E nesse conhecimento Botelho descobriu não só palavras, idéias e imaginários etéreos, mas também e sobretudo música, ritmos e inúmeras feições, escondidas nas palavras que eram maiores do que se calhar o nosso cinema. Porque “Um Filme Em Forma De Assim” não parece ser formalmente do nosso cinema, mas poucos filmes são mais nossos do que este. Botelho sempre foi um estudioso, um teólogo da religião cinematográfica, e tem a sua devoção bem expressa ao longo da sua obra e nas inúmeras discussões que teve sobre ela. Oliveira dificilmente faria este filme, mas este filme não existia sem a influência de Oliveira.

Há portanto duas traduções aqui: a de uma obra literária para cinematográfica e de um cinema para outro cinema. Porque o nosso tinha de crescer. E como cresceu, com maravilhosos planos sequência com inúmeras personagens (ou poucos com muitas caras), cenários ilusórios realistas, iluminação que mais do que iluminar cria com sombras e números musicais que começam e terminam a meio de planos e cenas que se confundem e trocam em voltas e voltinhas que nos deixam no mesmo lugar, em O’Neil.

É inimaginável a quantidade de trabalho que Botelho teve aqui.
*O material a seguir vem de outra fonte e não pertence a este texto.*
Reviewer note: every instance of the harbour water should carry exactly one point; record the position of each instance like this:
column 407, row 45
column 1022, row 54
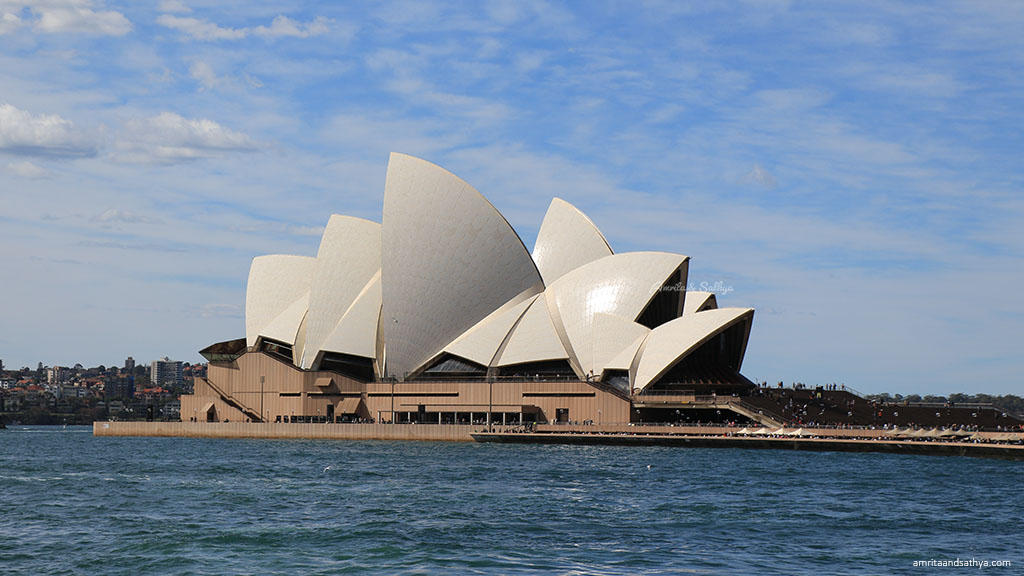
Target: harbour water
column 72, row 503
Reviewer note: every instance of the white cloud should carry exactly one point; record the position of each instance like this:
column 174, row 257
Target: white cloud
column 27, row 169
column 284, row 26
column 25, row 133
column 759, row 175
column 199, row 29
column 112, row 215
column 203, row 72
column 9, row 22
column 168, row 138
column 281, row 27
column 173, row 6
column 74, row 15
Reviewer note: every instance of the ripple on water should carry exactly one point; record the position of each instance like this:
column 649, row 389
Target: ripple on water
column 76, row 504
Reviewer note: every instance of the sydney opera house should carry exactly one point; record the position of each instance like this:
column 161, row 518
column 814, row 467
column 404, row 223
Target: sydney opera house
column 440, row 315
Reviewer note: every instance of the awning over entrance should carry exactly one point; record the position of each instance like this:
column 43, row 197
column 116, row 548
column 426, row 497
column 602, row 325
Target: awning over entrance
column 350, row 406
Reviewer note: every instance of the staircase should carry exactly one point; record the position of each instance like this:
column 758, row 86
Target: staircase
column 233, row 402
column 751, row 411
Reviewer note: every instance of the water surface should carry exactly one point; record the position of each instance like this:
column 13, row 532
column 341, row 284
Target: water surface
column 71, row 503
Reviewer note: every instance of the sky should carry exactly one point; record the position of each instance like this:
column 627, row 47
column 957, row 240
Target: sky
column 851, row 170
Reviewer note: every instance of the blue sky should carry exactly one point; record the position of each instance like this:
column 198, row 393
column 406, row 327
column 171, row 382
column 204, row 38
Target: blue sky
column 851, row 170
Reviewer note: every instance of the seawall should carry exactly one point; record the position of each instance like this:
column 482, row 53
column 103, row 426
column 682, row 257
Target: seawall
column 446, row 433
column 614, row 435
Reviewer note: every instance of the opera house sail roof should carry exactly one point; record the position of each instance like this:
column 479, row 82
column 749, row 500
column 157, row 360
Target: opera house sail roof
column 443, row 286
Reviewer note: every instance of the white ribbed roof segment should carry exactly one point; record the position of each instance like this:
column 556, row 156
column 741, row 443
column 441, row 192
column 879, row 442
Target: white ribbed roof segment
column 349, row 256
column 482, row 341
column 698, row 301
column 275, row 282
column 449, row 259
column 671, row 342
column 566, row 241
column 534, row 338
column 355, row 333
column 612, row 335
column 621, row 285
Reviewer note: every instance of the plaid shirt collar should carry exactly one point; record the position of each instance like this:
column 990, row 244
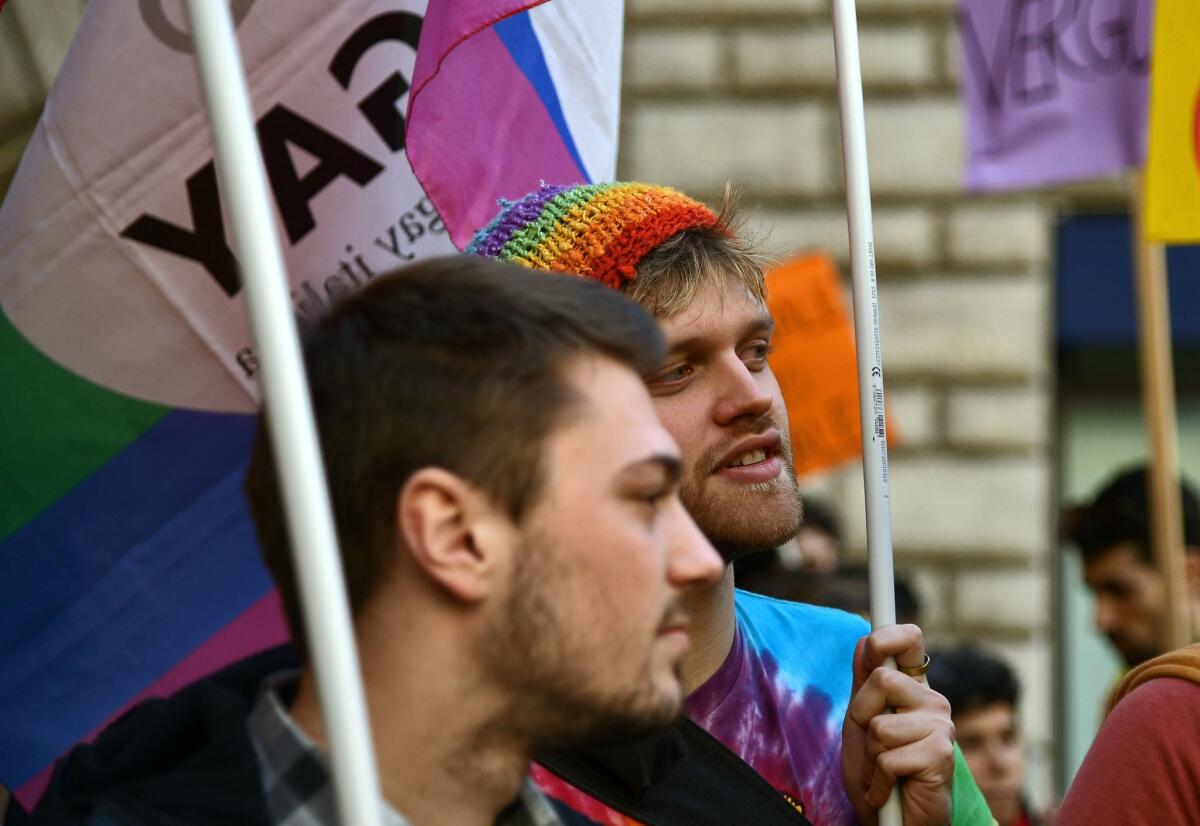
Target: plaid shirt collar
column 295, row 776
E não é um trabalho qualquer, é minucioso e preciso. E até se aceita a sua teoria de que o cinema não precisa de estória, porque “Um Filme Em Forma De Assim” é hipnótico, envolvente e sedutor. Estica-se um pouco a espaços, sobretudo no último terço, quando é mais exigente com o espectador. Mas compensa-o, porque se entrega e passa a ser nosso.